Sunday, 24 February 2013

Dream Topping

There are many good reasons
for heading upwards.


The views, for starters.
 
 

 
 

Friday, 22 February 2013

Extra Helpings of Roobarb and Custard

Two greats have moved on in recent days. Bob Godfrey, and Richard Briers. The two men shared a connection through Roobarb and Custard, a favourite with our daughter when she was younger. A favourite of mine, as I get older.

Tuesday, 19 February 2013

But what was he really like?

For the best part of four years, I’ve been sharing my thoughts and observations on this blog.
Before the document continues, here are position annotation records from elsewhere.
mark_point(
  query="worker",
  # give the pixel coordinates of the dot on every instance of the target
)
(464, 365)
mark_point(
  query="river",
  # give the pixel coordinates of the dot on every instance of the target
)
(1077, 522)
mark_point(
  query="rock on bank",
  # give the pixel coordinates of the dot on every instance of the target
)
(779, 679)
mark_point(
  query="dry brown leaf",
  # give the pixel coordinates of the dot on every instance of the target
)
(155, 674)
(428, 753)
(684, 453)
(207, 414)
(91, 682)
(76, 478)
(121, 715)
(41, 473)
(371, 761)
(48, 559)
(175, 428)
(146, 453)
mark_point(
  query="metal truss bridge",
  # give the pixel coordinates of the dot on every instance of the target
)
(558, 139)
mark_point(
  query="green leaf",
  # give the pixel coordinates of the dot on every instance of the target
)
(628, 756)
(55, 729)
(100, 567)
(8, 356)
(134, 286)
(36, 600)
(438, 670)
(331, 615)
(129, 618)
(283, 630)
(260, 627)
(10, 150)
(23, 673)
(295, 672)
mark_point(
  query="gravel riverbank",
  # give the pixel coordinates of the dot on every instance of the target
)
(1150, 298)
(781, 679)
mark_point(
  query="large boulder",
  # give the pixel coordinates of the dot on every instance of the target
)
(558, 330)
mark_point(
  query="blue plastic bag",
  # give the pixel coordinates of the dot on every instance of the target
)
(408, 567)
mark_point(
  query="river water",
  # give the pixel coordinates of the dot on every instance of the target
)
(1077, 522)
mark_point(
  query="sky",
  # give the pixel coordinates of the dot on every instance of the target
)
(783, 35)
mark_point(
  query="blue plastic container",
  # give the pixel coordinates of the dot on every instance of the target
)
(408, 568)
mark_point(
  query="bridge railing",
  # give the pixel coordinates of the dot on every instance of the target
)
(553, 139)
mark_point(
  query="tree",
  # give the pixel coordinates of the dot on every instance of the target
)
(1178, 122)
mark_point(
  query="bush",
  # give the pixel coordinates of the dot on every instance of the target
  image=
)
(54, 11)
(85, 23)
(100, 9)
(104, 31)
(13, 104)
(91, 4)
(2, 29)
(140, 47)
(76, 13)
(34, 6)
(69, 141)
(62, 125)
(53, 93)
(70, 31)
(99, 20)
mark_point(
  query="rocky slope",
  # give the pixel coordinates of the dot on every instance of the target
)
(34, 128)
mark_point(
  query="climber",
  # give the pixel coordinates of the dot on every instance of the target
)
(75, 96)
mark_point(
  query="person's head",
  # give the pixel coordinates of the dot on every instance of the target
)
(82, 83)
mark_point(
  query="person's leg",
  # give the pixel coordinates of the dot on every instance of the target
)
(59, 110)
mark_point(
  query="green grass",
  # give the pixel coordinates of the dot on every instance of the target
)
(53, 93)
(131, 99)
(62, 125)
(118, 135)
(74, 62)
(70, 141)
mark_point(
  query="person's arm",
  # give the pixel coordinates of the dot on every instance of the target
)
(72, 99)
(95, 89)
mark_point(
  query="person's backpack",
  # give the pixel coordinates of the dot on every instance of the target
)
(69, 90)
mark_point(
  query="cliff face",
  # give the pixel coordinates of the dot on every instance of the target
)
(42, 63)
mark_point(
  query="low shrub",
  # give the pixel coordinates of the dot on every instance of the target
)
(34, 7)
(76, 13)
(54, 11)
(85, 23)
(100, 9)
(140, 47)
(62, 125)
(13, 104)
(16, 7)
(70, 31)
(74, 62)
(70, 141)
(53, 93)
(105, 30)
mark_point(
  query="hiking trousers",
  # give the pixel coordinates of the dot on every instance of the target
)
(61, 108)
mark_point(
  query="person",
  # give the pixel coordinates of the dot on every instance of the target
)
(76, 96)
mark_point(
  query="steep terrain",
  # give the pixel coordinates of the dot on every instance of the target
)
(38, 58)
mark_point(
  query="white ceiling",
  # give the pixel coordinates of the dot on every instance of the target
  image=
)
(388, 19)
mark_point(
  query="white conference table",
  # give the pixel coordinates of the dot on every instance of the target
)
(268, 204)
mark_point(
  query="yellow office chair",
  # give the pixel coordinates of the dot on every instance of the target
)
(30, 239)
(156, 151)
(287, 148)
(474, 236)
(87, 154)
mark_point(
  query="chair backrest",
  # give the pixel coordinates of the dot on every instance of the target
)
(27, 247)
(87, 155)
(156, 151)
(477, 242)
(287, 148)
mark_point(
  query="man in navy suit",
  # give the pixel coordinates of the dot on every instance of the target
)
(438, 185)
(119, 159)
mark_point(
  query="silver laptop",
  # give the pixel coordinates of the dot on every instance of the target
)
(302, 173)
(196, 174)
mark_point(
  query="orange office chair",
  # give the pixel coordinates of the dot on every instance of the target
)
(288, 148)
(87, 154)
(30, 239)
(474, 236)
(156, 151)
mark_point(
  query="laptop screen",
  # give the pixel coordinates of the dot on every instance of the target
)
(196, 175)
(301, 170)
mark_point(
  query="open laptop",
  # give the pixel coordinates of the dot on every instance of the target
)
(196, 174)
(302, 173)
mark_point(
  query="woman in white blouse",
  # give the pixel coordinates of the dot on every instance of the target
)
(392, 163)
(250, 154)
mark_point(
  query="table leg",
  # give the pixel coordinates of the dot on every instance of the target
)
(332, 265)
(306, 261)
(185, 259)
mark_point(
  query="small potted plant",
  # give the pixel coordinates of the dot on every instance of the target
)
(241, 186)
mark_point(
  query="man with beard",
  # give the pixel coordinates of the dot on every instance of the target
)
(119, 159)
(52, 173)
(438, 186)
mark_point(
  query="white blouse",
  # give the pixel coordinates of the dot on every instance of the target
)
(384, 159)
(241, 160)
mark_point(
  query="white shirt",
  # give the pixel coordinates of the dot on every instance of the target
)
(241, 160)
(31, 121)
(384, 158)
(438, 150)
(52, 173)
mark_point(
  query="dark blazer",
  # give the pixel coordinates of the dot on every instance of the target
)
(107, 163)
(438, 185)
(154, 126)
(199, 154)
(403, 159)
Just another grandparent offering personal perspectives, on one social media platform or other.


As I revisit some of the 750+ entries I’ve written, I wonder how much of an impression these digitised musings might offer to generations beyond our grandchildren, should they be remotely interested. Will anything I write, help them to form an impression of who the old chap was? They won’t have heard my voice, won’t have ridden on my shoulders or noticed how my expression changes when I’m listening to music or viewing works of art. They will have photographs, but more of those taken by me, than of me.

They might hear tales or episodes of my life, and they may even get to have and hold some little ‘something’ on the end of a time-stretched thread.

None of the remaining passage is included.